Zornig, enttäuscht, weinerlich manchmal - aber das war er ja schon immer. Walser, der 91-Jährige vom Bodensee, gewährt hier einen Blick in seine Denkwerkstatt in verdichteter Kleinstform. Es sind schätzungsweise rund 1000 Miniaturen, die dieser Band vereint: Haikus, Aphorismen, Epigramme, Randnotizen. Dazwischen finden sich Zitate als Einsprengsel, etwa aus dem Choral "Wer nur den lieben Gott lässt walten".
Manchmal
klingt Walser in seinen Sinngedichten wie ein Stoiker oder wie Angelus Silesius oder aber Heinrich Seuse, der Mystiker vom Bodensee (der in Walsers Wohnort Überlingen auch nach Jahrhunderten noch verehrt wird).
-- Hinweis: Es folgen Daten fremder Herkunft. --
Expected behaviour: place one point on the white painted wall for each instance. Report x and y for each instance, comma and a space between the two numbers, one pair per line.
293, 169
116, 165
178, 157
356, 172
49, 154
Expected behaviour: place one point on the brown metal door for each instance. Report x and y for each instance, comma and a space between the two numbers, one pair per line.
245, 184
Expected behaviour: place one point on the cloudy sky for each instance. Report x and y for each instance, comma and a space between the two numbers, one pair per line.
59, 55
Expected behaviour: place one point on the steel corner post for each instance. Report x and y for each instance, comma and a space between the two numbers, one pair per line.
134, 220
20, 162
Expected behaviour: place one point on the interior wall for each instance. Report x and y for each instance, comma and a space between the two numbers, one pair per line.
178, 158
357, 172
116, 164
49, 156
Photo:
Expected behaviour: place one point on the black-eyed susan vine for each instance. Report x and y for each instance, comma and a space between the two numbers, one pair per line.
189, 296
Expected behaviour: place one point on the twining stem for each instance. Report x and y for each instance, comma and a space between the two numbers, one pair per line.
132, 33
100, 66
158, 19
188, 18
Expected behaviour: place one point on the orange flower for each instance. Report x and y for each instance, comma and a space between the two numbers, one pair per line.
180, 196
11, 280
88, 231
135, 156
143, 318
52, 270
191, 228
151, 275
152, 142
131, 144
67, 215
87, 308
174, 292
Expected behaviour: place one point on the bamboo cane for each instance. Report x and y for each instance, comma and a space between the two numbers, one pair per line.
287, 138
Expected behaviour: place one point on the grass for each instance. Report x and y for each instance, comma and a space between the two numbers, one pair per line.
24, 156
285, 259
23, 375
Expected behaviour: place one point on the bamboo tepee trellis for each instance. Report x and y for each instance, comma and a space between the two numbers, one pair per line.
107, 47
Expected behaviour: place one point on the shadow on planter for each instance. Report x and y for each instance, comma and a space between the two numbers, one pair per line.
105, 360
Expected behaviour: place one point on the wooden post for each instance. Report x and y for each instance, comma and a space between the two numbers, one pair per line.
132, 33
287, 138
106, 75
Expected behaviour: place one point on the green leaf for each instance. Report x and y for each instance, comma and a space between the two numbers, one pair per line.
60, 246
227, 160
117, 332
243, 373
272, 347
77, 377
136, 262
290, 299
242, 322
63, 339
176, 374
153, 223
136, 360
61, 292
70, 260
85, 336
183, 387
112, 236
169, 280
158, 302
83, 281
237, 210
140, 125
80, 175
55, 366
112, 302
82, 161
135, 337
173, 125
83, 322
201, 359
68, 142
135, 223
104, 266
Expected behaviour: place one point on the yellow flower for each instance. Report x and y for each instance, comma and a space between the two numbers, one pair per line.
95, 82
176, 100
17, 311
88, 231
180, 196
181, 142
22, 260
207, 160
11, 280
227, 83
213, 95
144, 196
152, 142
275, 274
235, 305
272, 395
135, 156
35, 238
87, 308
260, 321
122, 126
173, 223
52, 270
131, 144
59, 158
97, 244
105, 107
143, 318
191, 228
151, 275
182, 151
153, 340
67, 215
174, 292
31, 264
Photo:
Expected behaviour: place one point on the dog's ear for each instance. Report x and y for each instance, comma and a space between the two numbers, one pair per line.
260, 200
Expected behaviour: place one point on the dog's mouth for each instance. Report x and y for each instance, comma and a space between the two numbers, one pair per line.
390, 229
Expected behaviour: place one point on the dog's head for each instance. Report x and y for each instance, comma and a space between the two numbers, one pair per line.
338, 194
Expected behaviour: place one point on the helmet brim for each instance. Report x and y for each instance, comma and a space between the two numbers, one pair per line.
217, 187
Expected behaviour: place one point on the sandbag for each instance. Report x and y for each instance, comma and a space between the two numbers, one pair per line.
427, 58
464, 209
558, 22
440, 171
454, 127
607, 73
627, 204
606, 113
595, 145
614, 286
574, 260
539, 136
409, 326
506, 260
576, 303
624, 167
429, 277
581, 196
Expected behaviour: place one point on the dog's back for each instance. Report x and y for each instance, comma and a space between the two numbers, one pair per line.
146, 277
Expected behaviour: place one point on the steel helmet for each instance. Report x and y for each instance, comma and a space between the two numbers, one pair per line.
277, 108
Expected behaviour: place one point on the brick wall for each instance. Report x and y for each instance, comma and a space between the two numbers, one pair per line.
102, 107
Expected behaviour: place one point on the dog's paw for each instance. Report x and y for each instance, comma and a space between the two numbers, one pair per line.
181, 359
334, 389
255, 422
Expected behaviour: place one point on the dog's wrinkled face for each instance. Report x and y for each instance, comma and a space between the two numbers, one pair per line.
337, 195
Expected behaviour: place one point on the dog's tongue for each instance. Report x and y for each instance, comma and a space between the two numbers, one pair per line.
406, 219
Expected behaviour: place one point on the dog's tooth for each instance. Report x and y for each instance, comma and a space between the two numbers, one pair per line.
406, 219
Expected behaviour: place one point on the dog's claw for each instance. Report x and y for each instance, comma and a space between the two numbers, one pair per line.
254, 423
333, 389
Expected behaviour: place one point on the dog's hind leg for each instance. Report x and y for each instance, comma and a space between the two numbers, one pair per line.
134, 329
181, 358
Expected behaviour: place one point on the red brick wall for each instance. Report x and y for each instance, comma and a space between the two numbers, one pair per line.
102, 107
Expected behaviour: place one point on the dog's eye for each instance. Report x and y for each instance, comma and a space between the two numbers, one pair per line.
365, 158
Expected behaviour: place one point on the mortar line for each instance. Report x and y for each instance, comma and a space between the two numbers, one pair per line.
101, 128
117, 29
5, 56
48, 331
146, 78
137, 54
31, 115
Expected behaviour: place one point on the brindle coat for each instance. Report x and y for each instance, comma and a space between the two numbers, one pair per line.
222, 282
Aber Walser ist natürlich kein Stoiker, dazu ist er zu gern leidenschaftlich beleidigt, unduldsam und obendrein höchst sprachverliebt: "In mir ist Gelichter zu Haus, / Ich warte, / bis es vom Totschlag heimkommt / und ängstlich singend einschläft in mir."
Seine Verse und Sentenzen ranken sich um Wahnsinn und Weißglut, immer wieder Lebensangst, Hoffnung auf das Sterben,
Sonne, Licht
und Schnee. Es geht mehr um Verzeihen als Verstehen, mehr um Glück als um Recht.
Die kurzen Momente der Einsicht, die Aha-Erlebnisse verlangen nicht nach Handlung. Sie möchten nicht ausgewalzt, sondern hingeworfen werden und sind in dieser kleinen Form bestens aufgehoben. "Ich klettere an mir empor / wie ein Affe, / um größer zu sein, / als ich bin. / Von oben sehe ich, / wie klein ich bin."
Natürlich könnte man sich nun an einzelnen, misslungenen Sprüchlein aufhängen. Manches ist platt, manches kleinlich. Manches klingt wie in einer Rauschnacht begeistert hingekritzelt und am nächsten Morgen als Binsenweisheit entlarvt: "Wenn du weißt, dass das, was du machst, Blödsinn ist, wird es dadurch, dass du das weißt, nicht intelligenter."
Recht ungelenk und unnötig sind die namentlichen Beschimpfungen von Literaturkritikern (Karasek, Weidermann, Schirrmacher....) Aber danach wartet ja gottlob schon immer die nächste, wohlformulierte Preziose.
Ein hohes, geistreiches Vergnügen.
Martin Walser, Spätdienst. Bekenntnis und Stimmung. Rowohlt, 208 Seiten. 20 Euro.